Sterna bergii (Swift tern) 

Geelbeksterretjie [Afrikaans]; Grote kuifstern [Dutch]; Sterne huppée [French]; Eilseeschwalbe [German]; Gaivina-de-bico-amarelo [Portuguese]

Life > Eukaryotes > Opisthokonta > Metazoa (animals) > Bilateria > Deuterostomia > Chordata > Craniata > Vertebrata (vertebrates)  > Gnathostomata (jawed vertebrates) > Teleostomi (teleost fish) > Osteichthyes (bony fish) > Class: Sarcopterygii (lobe-finned fish) > Stegocephalia (terrestrial vertebrates) > Tetrapoda (four-legged vertebrates) > Reptiliomorpha > Amniota > Reptilia (reptiles) > Romeriida > Diapsida > Archosauromorpha > Archosauria > Dinosauria (dinosaurs) > Saurischia > Theropoda (bipedal predatory dinosaurs) > Coelurosauria > Maniraptora > Aves (birds) > Order: Charadriiformes > Family: Laridae > Genus: Sterna

Sterna bergii (Swift tern)  Sterna bergii (Swift tern) 
Swift tern. (photo H. Robertson, Iziko ©] Swift tern, Kleinmond, Western Cape, South Africa. (photo H. Robertson, Iziko ©]

Distribution and habitat

Occurs the coasts of the west-central Pacific, south-east Atlantic, and Indian Oceans. In southern Africa it is common along the entire coastline of the region, generally preferring lagoons, estuaries, coastal islands and exposed ocean beaches.

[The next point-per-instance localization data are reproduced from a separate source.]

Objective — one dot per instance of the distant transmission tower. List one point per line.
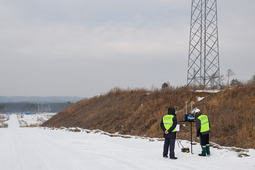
(203, 62)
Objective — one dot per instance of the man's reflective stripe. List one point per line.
(204, 123)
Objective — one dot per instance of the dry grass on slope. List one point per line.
(139, 112)
(135, 112)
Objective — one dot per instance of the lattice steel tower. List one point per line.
(203, 62)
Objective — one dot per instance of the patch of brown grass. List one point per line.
(139, 112)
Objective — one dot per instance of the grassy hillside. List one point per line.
(139, 112)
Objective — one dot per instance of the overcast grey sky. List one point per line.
(85, 48)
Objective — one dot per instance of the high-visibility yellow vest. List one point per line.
(168, 122)
(204, 123)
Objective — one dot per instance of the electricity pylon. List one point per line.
(203, 61)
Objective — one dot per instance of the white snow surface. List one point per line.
(34, 119)
(44, 149)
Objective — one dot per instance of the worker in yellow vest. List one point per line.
(168, 125)
(203, 131)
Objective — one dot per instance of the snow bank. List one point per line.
(34, 119)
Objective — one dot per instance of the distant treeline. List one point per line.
(33, 107)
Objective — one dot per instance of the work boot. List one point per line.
(203, 151)
(208, 150)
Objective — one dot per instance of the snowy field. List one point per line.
(46, 149)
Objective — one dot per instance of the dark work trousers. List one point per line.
(171, 143)
(204, 140)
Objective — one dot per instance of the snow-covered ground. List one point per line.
(34, 119)
(45, 149)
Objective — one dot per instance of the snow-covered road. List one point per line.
(40, 149)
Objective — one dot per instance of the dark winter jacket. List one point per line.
(170, 135)
(198, 125)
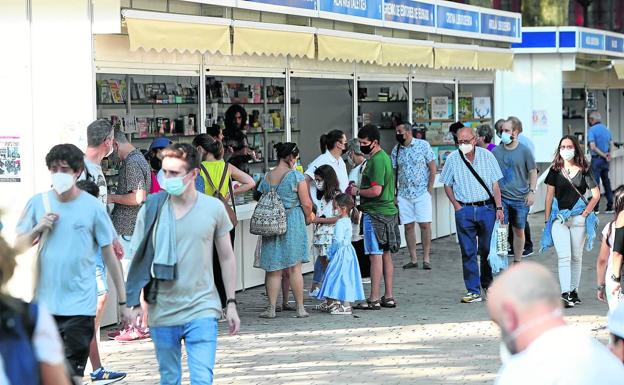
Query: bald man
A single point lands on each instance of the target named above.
(477, 207)
(525, 303)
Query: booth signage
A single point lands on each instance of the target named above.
(591, 40)
(409, 12)
(305, 4)
(370, 9)
(458, 19)
(499, 25)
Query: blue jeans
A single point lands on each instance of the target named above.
(516, 213)
(473, 222)
(600, 169)
(200, 340)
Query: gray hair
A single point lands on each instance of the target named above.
(120, 136)
(353, 145)
(595, 116)
(98, 131)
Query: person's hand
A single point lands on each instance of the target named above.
(118, 249)
(46, 223)
(231, 315)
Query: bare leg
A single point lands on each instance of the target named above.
(388, 272)
(94, 352)
(425, 236)
(376, 273)
(410, 236)
(518, 244)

Distribution of Swift tern in southern Africa, based on statistical smoothing of the records from first SA Bird Atlas Project (© Animal Demography unit, University of Cape Town; smoothing by Birgit Erni and Francesca Little). Colours range from dark blue (most common) through to yellow (least common). See here for the latest distribution from the SABAP2.  

Predators and parasites

Movements and migrations

After breeding, it departs from the colonies and heads south and east to the coastline of the Indian Ocean, travelling back again at the onset of the following breeding season.


Mainly eats pelagic schooling fish, doing most of its foraging within sight of land, plunge-diving or dipping into the sea to catch prey. The following food items have been recorded in its diet:

  • Fish
    • Engraulis encrasicolus (Anchovy)
    • Sardinops sagax (Sardines)
    • Sufflogobius bibarbatus (Pelagic goby)
    • Merluccius (hakes, usually scavenged)

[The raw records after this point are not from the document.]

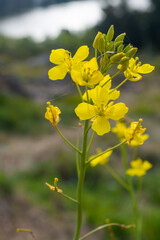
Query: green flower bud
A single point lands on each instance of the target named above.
(120, 48)
(131, 52)
(115, 58)
(110, 34)
(124, 66)
(127, 48)
(120, 37)
(117, 44)
(99, 42)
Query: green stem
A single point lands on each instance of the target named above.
(79, 90)
(90, 143)
(117, 178)
(96, 53)
(111, 78)
(105, 226)
(81, 181)
(67, 140)
(109, 149)
(70, 198)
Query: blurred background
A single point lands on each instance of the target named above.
(32, 153)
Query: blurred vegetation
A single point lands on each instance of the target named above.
(100, 191)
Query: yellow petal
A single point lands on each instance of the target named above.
(96, 78)
(114, 95)
(145, 68)
(85, 111)
(116, 111)
(57, 72)
(81, 54)
(57, 56)
(147, 165)
(101, 125)
(103, 159)
(99, 96)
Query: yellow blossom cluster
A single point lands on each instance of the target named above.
(98, 101)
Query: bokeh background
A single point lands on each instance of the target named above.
(32, 153)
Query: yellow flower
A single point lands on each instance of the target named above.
(88, 74)
(52, 114)
(65, 62)
(101, 111)
(121, 130)
(106, 84)
(139, 168)
(133, 134)
(133, 70)
(103, 159)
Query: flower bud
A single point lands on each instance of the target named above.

  • Monogamous, usually nesting in colonies of roughly 500-3000 pairs, maintaining a pair bond year round.
  • The nest (see image below) is a shallow scrape in flat, open sand, either unlined or with a thin lining of stones and cuttlefish (Sepia) bones, or alternatively it may use the roof of a building.
Sterna bergii (Swift tern)
Swift tern on nest. [photo Peter Steyn ©]
  • Egg-laying season is from January-September, peaking from February-June.
  • It lays a single egg, rarely two, which is incubated by both sexes for about 21-30 days.
  • The chicks are brooded and fed by both parents, leaving the nest after about three days, after which it forms crèches along with other chicks, fledging at about 38-40 days old and becoming fully independent roughly four months later.

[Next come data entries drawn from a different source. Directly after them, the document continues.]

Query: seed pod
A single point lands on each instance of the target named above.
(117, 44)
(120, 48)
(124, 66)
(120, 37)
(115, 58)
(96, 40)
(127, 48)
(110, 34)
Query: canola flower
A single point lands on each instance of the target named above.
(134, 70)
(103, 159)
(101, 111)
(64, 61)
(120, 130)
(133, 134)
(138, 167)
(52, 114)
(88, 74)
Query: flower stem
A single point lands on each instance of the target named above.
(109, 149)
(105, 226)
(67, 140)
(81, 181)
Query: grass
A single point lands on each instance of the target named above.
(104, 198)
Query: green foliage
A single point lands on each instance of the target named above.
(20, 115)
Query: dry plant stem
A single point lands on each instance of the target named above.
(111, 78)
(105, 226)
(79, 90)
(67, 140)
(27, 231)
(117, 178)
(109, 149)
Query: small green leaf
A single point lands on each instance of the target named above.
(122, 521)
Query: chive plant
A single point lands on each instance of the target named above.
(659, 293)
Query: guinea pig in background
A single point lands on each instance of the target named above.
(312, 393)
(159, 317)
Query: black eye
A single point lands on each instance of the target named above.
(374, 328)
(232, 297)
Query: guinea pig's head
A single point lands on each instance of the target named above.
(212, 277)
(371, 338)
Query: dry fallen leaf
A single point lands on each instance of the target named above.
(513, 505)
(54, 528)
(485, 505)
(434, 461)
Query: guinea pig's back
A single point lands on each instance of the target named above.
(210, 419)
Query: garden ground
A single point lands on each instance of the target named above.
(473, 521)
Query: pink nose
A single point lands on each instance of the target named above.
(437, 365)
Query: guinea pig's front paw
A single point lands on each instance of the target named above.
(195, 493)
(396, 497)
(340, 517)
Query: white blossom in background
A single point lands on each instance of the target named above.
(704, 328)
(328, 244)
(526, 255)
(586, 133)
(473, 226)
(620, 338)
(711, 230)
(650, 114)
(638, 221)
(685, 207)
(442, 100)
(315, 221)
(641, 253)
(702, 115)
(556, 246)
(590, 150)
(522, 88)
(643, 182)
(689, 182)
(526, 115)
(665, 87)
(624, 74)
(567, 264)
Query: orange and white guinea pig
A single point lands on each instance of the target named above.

Not threatened, as although some colonies (such as one at Strandfontein Sewage Works, Western Cape) have been abandoned due to predators or bush encroachment, it is still common and widespread.


  • Hockey PAR, Dean WRJ and Ryan PG 2005. Roberts - Birds of southern Africa, VIIth ed. The Trustees of the John Voelcker Bird Book Fund, Cape Town.